After a month-long investigation, DOJ investigators executed a search warrant at a home on Sadeland Drive in Newhall, CA. Once inside, investigators discovered a large hash oil lab on the premises. At the lab, investigators found about a thousand cans of butane – a chemical used in the manufacture of hash oil – and a “large amount” of finished product. A suspect who is described only as being a male between the ages of 35 and 45-years-old was arrested during the bust.

The manufacture of drugs and narcotics is covered under California Health and Safety Code 11379.6 HS, which expressly prohibits the manufacture of any drugs, narcotics or other controlled substances. Additionally, it makes it illegal to engage in the manufacture of any of the aforementioned substances, or even to offer to help do so.

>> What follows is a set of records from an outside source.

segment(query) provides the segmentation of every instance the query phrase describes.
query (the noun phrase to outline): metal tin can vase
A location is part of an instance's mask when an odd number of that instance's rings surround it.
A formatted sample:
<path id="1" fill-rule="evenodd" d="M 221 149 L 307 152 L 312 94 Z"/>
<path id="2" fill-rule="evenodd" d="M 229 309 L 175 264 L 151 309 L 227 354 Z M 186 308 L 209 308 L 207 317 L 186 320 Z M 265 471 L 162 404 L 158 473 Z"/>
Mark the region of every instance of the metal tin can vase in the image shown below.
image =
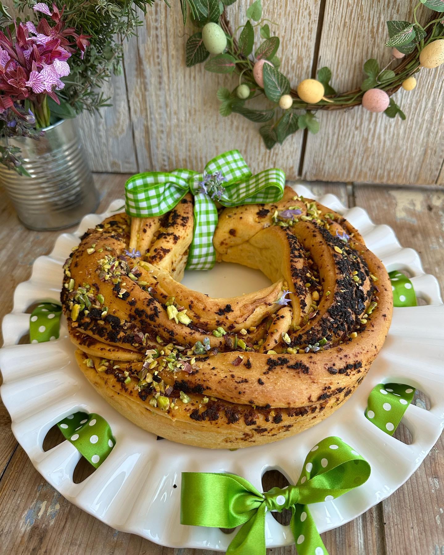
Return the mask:
<path id="1" fill-rule="evenodd" d="M 6 190 L 21 221 L 31 229 L 67 228 L 94 212 L 99 197 L 74 119 L 47 127 L 36 140 L 9 139 L 21 149 L 31 177 L 0 164 L 0 184 Z"/>

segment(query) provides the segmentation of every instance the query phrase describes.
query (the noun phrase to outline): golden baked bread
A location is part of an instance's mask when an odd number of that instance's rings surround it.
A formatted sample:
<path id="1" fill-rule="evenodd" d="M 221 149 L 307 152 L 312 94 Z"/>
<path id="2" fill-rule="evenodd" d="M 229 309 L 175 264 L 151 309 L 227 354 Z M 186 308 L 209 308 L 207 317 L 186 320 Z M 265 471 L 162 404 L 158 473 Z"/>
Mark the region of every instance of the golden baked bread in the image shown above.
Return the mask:
<path id="1" fill-rule="evenodd" d="M 273 284 L 213 299 L 179 282 L 193 208 L 187 195 L 161 217 L 108 218 L 71 254 L 61 298 L 82 371 L 127 418 L 180 443 L 243 447 L 323 420 L 385 339 L 382 263 L 341 216 L 286 187 L 275 204 L 219 210 L 218 260 Z"/>

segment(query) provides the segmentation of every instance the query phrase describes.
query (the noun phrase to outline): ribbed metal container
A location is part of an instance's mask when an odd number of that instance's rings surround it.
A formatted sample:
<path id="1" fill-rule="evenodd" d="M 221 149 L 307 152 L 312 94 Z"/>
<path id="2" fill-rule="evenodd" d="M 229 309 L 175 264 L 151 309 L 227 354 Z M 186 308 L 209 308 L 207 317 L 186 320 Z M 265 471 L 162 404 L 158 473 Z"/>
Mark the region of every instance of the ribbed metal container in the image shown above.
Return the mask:
<path id="1" fill-rule="evenodd" d="M 98 195 L 76 130 L 66 119 L 47 128 L 39 140 L 9 139 L 22 150 L 31 177 L 0 164 L 0 184 L 6 190 L 20 220 L 31 229 L 67 228 L 94 212 Z"/>

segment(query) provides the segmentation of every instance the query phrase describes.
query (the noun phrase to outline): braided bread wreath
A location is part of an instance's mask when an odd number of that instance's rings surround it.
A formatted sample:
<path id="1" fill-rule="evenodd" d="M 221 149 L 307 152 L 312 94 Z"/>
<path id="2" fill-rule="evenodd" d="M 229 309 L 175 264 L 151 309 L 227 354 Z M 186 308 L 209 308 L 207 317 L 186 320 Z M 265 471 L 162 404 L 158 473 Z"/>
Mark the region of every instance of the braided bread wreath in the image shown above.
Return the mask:
<path id="1" fill-rule="evenodd" d="M 384 342 L 382 263 L 340 215 L 286 187 L 275 204 L 220 210 L 213 240 L 219 261 L 273 285 L 211 298 L 180 283 L 193 209 L 188 194 L 163 216 L 112 216 L 73 250 L 61 298 L 82 372 L 129 420 L 180 443 L 235 448 L 313 426 Z M 283 220 L 287 209 L 301 214 Z"/>

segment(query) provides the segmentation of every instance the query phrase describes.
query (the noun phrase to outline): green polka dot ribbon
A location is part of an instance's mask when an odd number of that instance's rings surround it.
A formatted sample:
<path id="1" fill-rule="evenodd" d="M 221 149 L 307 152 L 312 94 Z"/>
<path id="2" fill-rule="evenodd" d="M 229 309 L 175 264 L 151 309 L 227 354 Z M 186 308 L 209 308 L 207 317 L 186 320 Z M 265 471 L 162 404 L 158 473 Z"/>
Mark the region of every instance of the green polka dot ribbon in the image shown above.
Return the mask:
<path id="1" fill-rule="evenodd" d="M 265 555 L 265 513 L 291 511 L 290 527 L 299 555 L 328 553 L 307 507 L 362 485 L 370 466 L 340 439 L 327 437 L 307 456 L 295 486 L 261 493 L 235 474 L 183 472 L 180 522 L 193 526 L 241 526 L 229 555 Z"/>
<path id="2" fill-rule="evenodd" d="M 127 213 L 132 218 L 161 216 L 172 210 L 187 193 L 194 196 L 194 233 L 188 270 L 209 270 L 216 261 L 213 236 L 218 223 L 216 201 L 224 206 L 279 200 L 285 174 L 267 169 L 255 175 L 238 150 L 210 160 L 203 173 L 188 169 L 150 171 L 130 178 L 125 185 Z"/>
<path id="3" fill-rule="evenodd" d="M 31 343 L 54 341 L 60 335 L 62 306 L 56 302 L 41 302 L 29 317 Z"/>
<path id="4" fill-rule="evenodd" d="M 403 384 L 379 384 L 369 396 L 365 416 L 392 436 L 414 395 L 415 389 Z"/>
<path id="5" fill-rule="evenodd" d="M 88 462 L 98 468 L 115 445 L 107 421 L 95 412 L 75 412 L 57 426 L 65 438 L 78 449 Z"/>
<path id="6" fill-rule="evenodd" d="M 393 306 L 416 306 L 416 295 L 412 282 L 407 276 L 394 270 L 389 277 L 392 284 Z"/>

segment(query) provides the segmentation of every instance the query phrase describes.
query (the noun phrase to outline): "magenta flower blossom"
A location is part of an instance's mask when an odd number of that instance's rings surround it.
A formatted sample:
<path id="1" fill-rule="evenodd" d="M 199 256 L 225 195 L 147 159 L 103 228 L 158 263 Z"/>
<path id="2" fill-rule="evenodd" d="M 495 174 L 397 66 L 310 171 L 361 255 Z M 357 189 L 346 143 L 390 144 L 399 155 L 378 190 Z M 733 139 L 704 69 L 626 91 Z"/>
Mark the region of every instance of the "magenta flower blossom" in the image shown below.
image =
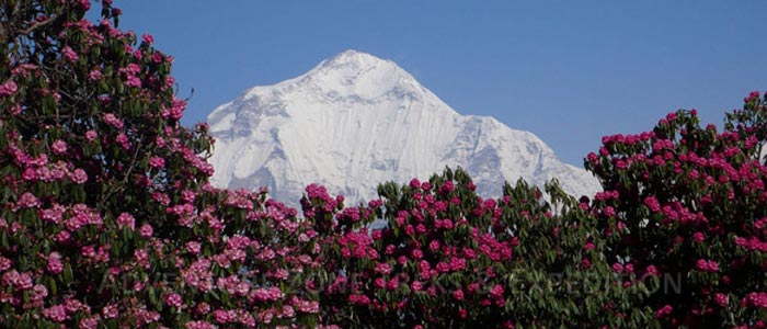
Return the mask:
<path id="1" fill-rule="evenodd" d="M 75 50 L 72 50 L 72 48 L 69 46 L 64 46 L 64 48 L 61 49 L 61 56 L 64 56 L 64 58 L 67 59 L 67 61 L 72 63 L 77 61 L 79 58 L 77 53 L 75 53 Z"/>

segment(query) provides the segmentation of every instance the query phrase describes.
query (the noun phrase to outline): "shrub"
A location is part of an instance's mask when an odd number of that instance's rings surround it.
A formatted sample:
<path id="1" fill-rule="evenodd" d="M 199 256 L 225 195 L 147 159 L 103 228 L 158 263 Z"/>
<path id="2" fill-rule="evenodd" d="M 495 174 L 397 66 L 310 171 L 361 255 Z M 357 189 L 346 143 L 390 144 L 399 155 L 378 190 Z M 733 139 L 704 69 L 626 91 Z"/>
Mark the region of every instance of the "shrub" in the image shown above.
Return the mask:
<path id="1" fill-rule="evenodd" d="M 0 326 L 311 326 L 295 209 L 208 184 L 172 57 L 83 1 L 3 1 Z"/>
<path id="2" fill-rule="evenodd" d="M 642 304 L 664 327 L 765 326 L 765 120 L 752 92 L 722 133 L 678 111 L 652 132 L 604 137 L 586 159 L 605 190 L 593 215 L 607 260 L 682 284 Z"/>

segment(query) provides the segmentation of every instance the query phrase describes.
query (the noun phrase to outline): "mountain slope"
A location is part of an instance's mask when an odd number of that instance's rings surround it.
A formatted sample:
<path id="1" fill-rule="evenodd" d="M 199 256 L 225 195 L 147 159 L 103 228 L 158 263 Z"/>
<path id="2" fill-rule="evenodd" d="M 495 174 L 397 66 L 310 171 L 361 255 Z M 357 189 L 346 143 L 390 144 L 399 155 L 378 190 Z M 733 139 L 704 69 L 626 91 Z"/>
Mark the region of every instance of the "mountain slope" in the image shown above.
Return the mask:
<path id="1" fill-rule="evenodd" d="M 217 139 L 214 184 L 265 185 L 288 203 L 309 183 L 370 198 L 380 182 L 427 179 L 446 166 L 463 167 L 486 196 L 520 177 L 541 186 L 558 178 L 577 195 L 598 189 L 535 135 L 460 115 L 393 61 L 354 50 L 252 88 L 207 120 Z"/>

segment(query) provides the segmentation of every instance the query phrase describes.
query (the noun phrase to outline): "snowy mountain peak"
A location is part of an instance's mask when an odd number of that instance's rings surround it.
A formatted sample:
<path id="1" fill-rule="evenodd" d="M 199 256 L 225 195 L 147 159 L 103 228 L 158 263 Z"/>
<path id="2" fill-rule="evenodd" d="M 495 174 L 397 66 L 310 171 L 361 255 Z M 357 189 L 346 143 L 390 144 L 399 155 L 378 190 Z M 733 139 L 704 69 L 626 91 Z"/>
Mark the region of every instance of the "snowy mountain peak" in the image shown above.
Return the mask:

In order to be charged with violating 11379.6 HS, one does not necessarily have to participate in the full process of manufacturing a controlled substance, drug or narcotic. For example, if one step in the process of converting marijuana to hash oil was completed at one location, then the product was moved to another location where the process was continued to completion, both parties could be charged with violating 11379.6 HS. What matters isn’t that the process was completed, but that the individual knew that they were participating in the manufacture of a drug.

The above being said, in order to be charged with violating 11379.6 HS, one must have actually taken direct action in furthering the manufacture of a drug, narcotic or controlled substance. For example, suppose an individual wants to make some hash oil. He goes out and purchases all of the items necessary to do so, but never actually begins the process. This person would not be guilty of this particular crime because he didn’t actually begin the manufacturing process.

Violations of 11379.6 HS are usually felonies which can result in a California state prison sentence of up to 7-years and a fine of up to $50,000. The judge has significant leeway in the sentencing, though, and can instead sentence a defendant to 1-year in county jail and/or probation.